古典、現代ペアの8つの組み合わせで、日本美術の豊かさを紹介する展覧会。順路に沿ってご紹介しましょう。
「仙厓×管木志雄」。仙厓義梵(1750-1837) は、美濃出身の画僧。その禅画は生前から人気でした。菅木志雄(1944-) は「もの派」を代表する存在のひとりです。インド哲学の〈空〉の思想に共鳴し、ものと人との在りようを問い直してきました。
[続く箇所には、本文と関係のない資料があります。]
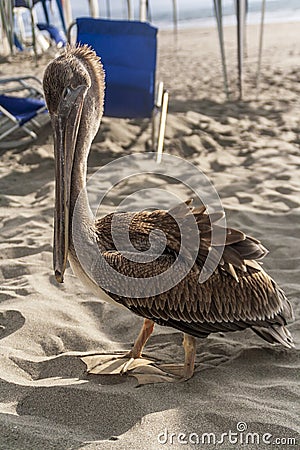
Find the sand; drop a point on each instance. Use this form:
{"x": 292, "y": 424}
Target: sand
{"x": 250, "y": 151}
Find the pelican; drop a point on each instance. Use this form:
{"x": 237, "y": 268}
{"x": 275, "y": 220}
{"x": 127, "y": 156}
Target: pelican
{"x": 238, "y": 295}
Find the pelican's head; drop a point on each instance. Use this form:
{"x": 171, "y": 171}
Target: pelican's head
{"x": 74, "y": 91}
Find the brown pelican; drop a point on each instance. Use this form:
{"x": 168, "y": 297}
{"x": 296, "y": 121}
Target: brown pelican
{"x": 238, "y": 295}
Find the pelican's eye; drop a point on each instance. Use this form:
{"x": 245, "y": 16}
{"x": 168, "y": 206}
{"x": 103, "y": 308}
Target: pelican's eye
{"x": 66, "y": 92}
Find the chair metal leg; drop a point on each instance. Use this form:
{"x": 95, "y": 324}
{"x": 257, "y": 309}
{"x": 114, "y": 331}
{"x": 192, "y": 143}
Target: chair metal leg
{"x": 162, "y": 126}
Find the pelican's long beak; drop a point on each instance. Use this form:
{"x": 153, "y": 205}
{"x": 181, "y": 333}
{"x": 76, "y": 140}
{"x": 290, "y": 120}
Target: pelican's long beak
{"x": 65, "y": 127}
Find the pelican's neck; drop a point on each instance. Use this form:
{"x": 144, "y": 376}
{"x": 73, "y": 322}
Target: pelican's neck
{"x": 78, "y": 194}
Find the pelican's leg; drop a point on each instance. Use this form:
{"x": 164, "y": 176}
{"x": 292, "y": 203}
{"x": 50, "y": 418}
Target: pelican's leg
{"x": 189, "y": 345}
{"x": 139, "y": 344}
{"x": 145, "y": 333}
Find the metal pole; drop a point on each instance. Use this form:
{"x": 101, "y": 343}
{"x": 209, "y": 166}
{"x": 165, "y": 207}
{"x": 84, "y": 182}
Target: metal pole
{"x": 143, "y": 10}
{"x": 263, "y": 8}
{"x": 218, "y": 13}
{"x": 129, "y": 10}
{"x": 241, "y": 14}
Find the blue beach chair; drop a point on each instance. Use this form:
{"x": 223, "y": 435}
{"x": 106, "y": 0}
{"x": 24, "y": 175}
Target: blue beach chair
{"x": 128, "y": 53}
{"x": 21, "y": 107}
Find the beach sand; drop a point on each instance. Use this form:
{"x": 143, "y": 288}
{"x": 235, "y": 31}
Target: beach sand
{"x": 250, "y": 150}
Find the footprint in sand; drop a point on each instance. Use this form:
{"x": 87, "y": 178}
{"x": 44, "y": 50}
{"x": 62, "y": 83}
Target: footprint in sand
{"x": 10, "y": 321}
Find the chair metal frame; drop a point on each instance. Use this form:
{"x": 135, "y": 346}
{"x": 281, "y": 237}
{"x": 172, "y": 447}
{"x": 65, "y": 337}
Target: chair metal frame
{"x": 20, "y": 88}
{"x": 160, "y": 106}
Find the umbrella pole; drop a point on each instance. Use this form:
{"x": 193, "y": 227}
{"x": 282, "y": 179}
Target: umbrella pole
{"x": 241, "y": 14}
{"x": 33, "y": 32}
{"x": 263, "y": 8}
{"x": 218, "y": 13}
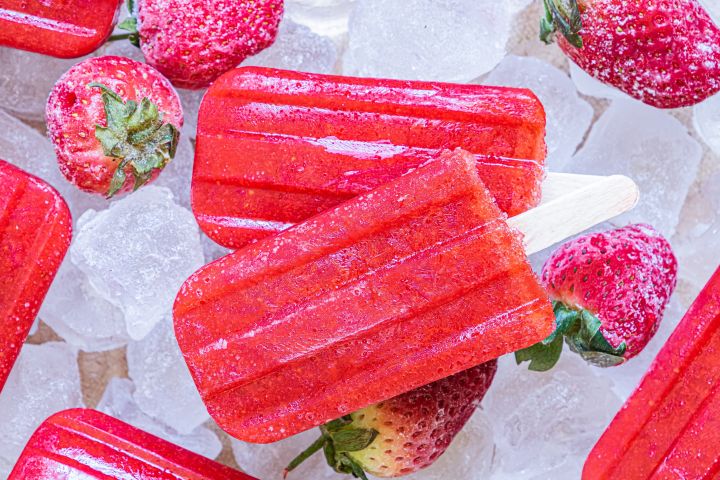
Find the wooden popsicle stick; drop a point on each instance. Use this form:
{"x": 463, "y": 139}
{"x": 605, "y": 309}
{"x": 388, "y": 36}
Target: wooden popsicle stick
{"x": 563, "y": 215}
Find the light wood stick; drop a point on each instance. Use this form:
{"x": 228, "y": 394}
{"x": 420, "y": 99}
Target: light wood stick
{"x": 569, "y": 208}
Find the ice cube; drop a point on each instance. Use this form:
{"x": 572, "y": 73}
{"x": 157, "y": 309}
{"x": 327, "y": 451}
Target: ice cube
{"x": 649, "y": 146}
{"x": 45, "y": 380}
{"x": 137, "y": 253}
{"x": 325, "y": 17}
{"x": 26, "y": 80}
{"x": 568, "y": 116}
{"x": 164, "y": 388}
{"x": 706, "y": 119}
{"x": 591, "y": 86}
{"x": 118, "y": 402}
{"x": 546, "y": 423}
{"x": 448, "y": 40}
{"x": 76, "y": 312}
{"x": 469, "y": 456}
{"x": 298, "y": 48}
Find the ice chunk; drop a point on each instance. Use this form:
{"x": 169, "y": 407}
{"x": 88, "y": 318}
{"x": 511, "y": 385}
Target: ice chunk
{"x": 118, "y": 402}
{"x": 591, "y": 86}
{"x": 137, "y": 253}
{"x": 76, "y": 312}
{"x": 698, "y": 245}
{"x": 469, "y": 456}
{"x": 649, "y": 146}
{"x": 45, "y": 380}
{"x": 26, "y": 80}
{"x": 546, "y": 423}
{"x": 325, "y": 17}
{"x": 568, "y": 116}
{"x": 448, "y": 40}
{"x": 706, "y": 118}
{"x": 164, "y": 388}
{"x": 298, "y": 48}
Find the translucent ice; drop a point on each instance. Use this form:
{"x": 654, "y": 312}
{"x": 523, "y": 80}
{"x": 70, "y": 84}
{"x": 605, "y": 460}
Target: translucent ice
{"x": 651, "y": 147}
{"x": 448, "y": 40}
{"x": 706, "y": 118}
{"x": 469, "y": 456}
{"x": 26, "y": 80}
{"x": 164, "y": 388}
{"x": 45, "y": 380}
{"x": 137, "y": 253}
{"x": 546, "y": 423}
{"x": 298, "y": 48}
{"x": 76, "y": 312}
{"x": 326, "y": 17}
{"x": 118, "y": 402}
{"x": 568, "y": 116}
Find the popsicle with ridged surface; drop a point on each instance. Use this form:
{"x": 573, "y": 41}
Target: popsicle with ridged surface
{"x": 35, "y": 233}
{"x": 416, "y": 280}
{"x": 59, "y": 28}
{"x": 670, "y": 427}
{"x": 275, "y": 147}
{"x": 89, "y": 445}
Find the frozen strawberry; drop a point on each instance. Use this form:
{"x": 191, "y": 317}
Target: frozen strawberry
{"x": 115, "y": 124}
{"x": 664, "y": 53}
{"x": 609, "y": 291}
{"x": 193, "y": 42}
{"x": 406, "y": 433}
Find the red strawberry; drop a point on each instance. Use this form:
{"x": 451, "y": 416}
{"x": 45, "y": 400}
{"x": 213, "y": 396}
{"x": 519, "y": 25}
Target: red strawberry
{"x": 610, "y": 291}
{"x": 406, "y": 433}
{"x": 193, "y": 42}
{"x": 114, "y": 122}
{"x": 665, "y": 53}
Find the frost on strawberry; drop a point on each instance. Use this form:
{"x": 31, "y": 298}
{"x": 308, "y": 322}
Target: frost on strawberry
{"x": 406, "y": 433}
{"x": 610, "y": 290}
{"x": 665, "y": 54}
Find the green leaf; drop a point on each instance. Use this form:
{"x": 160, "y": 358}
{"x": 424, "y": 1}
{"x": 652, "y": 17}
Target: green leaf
{"x": 136, "y": 135}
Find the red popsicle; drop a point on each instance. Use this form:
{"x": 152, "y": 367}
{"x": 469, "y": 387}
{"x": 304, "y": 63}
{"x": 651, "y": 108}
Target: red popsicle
{"x": 415, "y": 281}
{"x": 35, "y": 232}
{"x": 86, "y": 444}
{"x": 276, "y": 147}
{"x": 670, "y": 426}
{"x": 60, "y": 28}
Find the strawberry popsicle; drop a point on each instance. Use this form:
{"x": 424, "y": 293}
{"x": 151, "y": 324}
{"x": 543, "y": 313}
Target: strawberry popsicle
{"x": 670, "y": 426}
{"x": 86, "y": 444}
{"x": 276, "y": 147}
{"x": 60, "y": 28}
{"x": 414, "y": 281}
{"x": 35, "y": 231}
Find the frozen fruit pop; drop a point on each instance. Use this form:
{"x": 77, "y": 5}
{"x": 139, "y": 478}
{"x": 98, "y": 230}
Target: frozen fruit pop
{"x": 670, "y": 427}
{"x": 86, "y": 444}
{"x": 276, "y": 147}
{"x": 60, "y": 28}
{"x": 35, "y": 231}
{"x": 417, "y": 280}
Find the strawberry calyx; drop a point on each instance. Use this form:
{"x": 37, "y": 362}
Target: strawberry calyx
{"x": 581, "y": 331}
{"x": 563, "y": 16}
{"x": 136, "y": 136}
{"x": 338, "y": 438}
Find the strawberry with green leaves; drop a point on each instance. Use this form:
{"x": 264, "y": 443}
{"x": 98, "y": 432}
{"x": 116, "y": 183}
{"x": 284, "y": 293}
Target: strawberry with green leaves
{"x": 609, "y": 291}
{"x": 406, "y": 433}
{"x": 115, "y": 124}
{"x": 663, "y": 53}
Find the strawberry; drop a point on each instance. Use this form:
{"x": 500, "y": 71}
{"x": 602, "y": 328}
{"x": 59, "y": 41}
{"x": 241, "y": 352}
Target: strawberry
{"x": 609, "y": 291}
{"x": 665, "y": 53}
{"x": 406, "y": 433}
{"x": 193, "y": 42}
{"x": 114, "y": 122}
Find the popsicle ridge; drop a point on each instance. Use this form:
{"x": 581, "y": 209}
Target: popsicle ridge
{"x": 671, "y": 423}
{"x": 369, "y": 278}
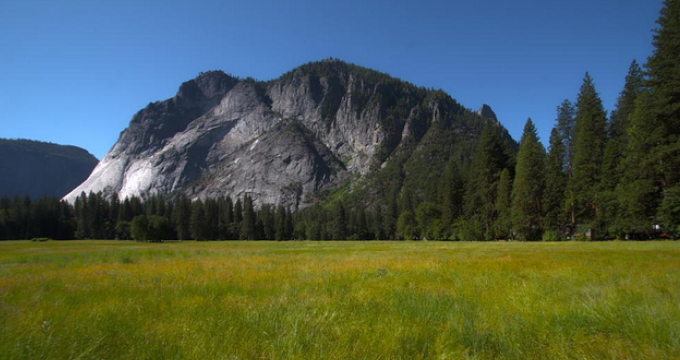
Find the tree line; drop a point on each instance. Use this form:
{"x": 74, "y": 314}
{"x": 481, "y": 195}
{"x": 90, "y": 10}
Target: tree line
{"x": 93, "y": 216}
{"x": 601, "y": 177}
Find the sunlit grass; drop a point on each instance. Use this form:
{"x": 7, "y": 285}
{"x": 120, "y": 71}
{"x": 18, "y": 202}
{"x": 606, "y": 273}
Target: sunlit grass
{"x": 339, "y": 300}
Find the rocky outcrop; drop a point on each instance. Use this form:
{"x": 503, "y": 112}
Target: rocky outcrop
{"x": 287, "y": 141}
{"x": 39, "y": 169}
{"x": 487, "y": 113}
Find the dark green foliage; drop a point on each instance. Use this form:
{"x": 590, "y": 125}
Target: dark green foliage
{"x": 490, "y": 158}
{"x": 249, "y": 222}
{"x": 651, "y": 166}
{"x": 504, "y": 205}
{"x": 555, "y": 186}
{"x": 589, "y": 141}
{"x": 527, "y": 190}
{"x": 139, "y": 228}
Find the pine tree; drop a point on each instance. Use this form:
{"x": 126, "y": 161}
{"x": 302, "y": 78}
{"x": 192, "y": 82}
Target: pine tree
{"x": 182, "y": 218}
{"x": 650, "y": 180}
{"x": 280, "y": 223}
{"x": 617, "y": 142}
{"x": 555, "y": 186}
{"x": 489, "y": 159}
{"x": 339, "y": 223}
{"x": 249, "y": 223}
{"x": 451, "y": 190}
{"x": 504, "y": 205}
{"x": 589, "y": 142}
{"x": 527, "y": 190}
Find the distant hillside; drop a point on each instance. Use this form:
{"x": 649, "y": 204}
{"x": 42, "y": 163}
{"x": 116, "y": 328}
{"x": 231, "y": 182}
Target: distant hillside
{"x": 318, "y": 129}
{"x": 38, "y": 169}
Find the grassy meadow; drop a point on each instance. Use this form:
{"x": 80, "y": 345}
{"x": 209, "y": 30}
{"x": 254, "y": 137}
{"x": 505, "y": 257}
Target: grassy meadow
{"x": 339, "y": 300}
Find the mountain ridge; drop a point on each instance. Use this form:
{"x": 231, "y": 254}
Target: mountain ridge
{"x": 37, "y": 169}
{"x": 285, "y": 141}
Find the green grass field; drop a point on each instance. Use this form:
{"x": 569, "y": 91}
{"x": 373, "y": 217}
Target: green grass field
{"x": 339, "y": 300}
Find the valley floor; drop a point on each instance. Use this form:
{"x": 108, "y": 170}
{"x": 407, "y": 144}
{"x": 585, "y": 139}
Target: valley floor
{"x": 339, "y": 300}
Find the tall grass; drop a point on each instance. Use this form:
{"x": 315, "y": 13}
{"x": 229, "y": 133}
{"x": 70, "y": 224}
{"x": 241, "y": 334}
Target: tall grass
{"x": 339, "y": 300}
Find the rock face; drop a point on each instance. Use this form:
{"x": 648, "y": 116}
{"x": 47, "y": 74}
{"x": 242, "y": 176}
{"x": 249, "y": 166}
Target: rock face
{"x": 486, "y": 113}
{"x": 39, "y": 169}
{"x": 287, "y": 141}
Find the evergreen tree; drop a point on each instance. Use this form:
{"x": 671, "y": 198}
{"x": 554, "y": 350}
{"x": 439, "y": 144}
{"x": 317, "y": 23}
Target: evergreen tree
{"x": 589, "y": 142}
{"x": 339, "y": 230}
{"x": 489, "y": 159}
{"x": 651, "y": 169}
{"x": 612, "y": 167}
{"x": 527, "y": 191}
{"x": 504, "y": 204}
{"x": 182, "y": 218}
{"x": 197, "y": 224}
{"x": 139, "y": 228}
{"x": 555, "y": 186}
{"x": 566, "y": 114}
{"x": 451, "y": 191}
{"x": 249, "y": 223}
{"x": 280, "y": 223}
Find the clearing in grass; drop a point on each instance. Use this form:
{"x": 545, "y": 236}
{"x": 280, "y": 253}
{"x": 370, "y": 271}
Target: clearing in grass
{"x": 314, "y": 300}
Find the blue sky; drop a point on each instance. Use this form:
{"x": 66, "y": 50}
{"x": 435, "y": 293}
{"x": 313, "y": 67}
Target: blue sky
{"x": 75, "y": 72}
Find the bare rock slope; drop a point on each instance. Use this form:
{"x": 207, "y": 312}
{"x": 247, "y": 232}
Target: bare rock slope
{"x": 287, "y": 141}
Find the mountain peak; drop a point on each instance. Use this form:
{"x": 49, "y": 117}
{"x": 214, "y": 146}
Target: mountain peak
{"x": 288, "y": 141}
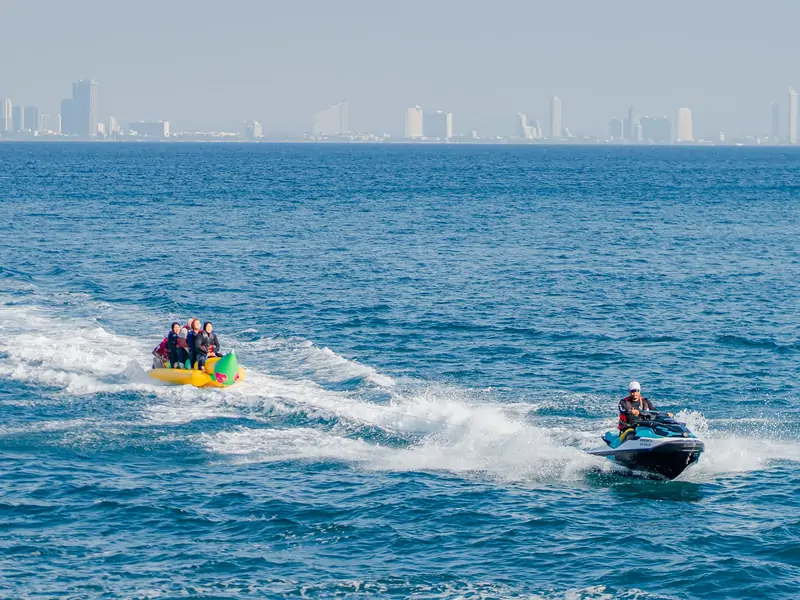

仙厓の《円相図》に応答して《支空》を再制作しました。
「仙厓×管木志雄」
「花鳥画×川内倫子」。花鳥画は、東洋の伝統的な画題のひとつ。江戸時代には、沈南蘋の影響を受けた絵師や、伊藤若冲らが活躍しました。川内倫子(1972- )は、世界を舞台に活躍している写真家です。〈AILA〉と〈Halo〉シリーズに見る作風からは、自然への興味と深い情感が感じられます。
「花鳥画×川内倫子」
「円空×棚田康司」。円空(1632-1695) も、美濃出身の僧。全国を巡り、約12万体といわれる膨大な数の仏像を彫りました。棚田康司(1968-) は現代を代表する木彫作家の一人です。円空と同様に日本古来の「一木造」で像を制作。展覧会の設営は、円空と対話しているようで楽しかった、と語っていました。
「円空×棚田康司」
「刀剣×鴻池朋子」。海外にもファンが多い日本刀。もとは武器ですが、権力の証、鑑賞の対象へと変化しました。鴻池朋子(1960-) は、アニメーション、絵画、彫刻、手芸など様々な手法を用いる美術家。動物の皮を縫い合わせた巨大な《皮緞帳》は、広い空間を活かしています。
「刀剣×鴻池朋子」
「仏像×田根剛」。国際的に注目を集める建築家の田根剛(1979-)が、天台宗の古刹・西明寺(滋賀県甲良町)に伝わる二体の仏像を展示する空間をつくりました。光で闇を消す日光菩薩と、慈しみの心で煩悩を滅する月光菩薩。田根は祈りにふさわしい場を、光で表現しています。
「仏像×田根剛」
「北斎×しりあがり寿」。ご存知、葛飾北斎(1760 -1849) は浮世絵界のスーパースター。印象派など西欧の画家にも大きな影響を与えました。漫画家のしりあがり寿(1958-) は、現代美術家としても活躍中。北斎へのオマージュとして〈ちょっと可笑しなほぼ三十六景〉を制作。映像作品も出展しています。
「北斎×しりあがり寿」
「乾山×皆川明」。尾形乾山(1663-1743) は絵師・尾形光琳の実弟。琳派の意匠を用い、数々の華やかな陶器を生み出しました。ブランド「ミナ ペルホネン」を率いる皆川明(1967-)。温かいデザインは、陶器を芸術に高めた乾山焼の世界を彷彿とさせます。
「乾山×皆川明」
最後が「蕭白×横尾忠則」。曾我蕭白(1730-81)は「奇想の系譜」の絵師。醜悪に思えるモチーフを、大胆な筆さばきで描きました。横尾忠則(1936-) は60年代からグラフィックデザイナーとして活躍し、1981年に「画家宣言」。先達の作品から引用や借用し、新たな表現に昇華させたことでも、両者は共通します。
「蕭白×横尾忠則」
展覧会の古典側を総監修した小林忠氏(國華主幹)が「図録を見れば概要がイメージできる展覧会が多い中、本展は会場で見なければ良さが分からない」と力説していたのも納得です。個性のぶつかり合いもあり、調和もありと、賑やかな会場をお楽しみ下さい。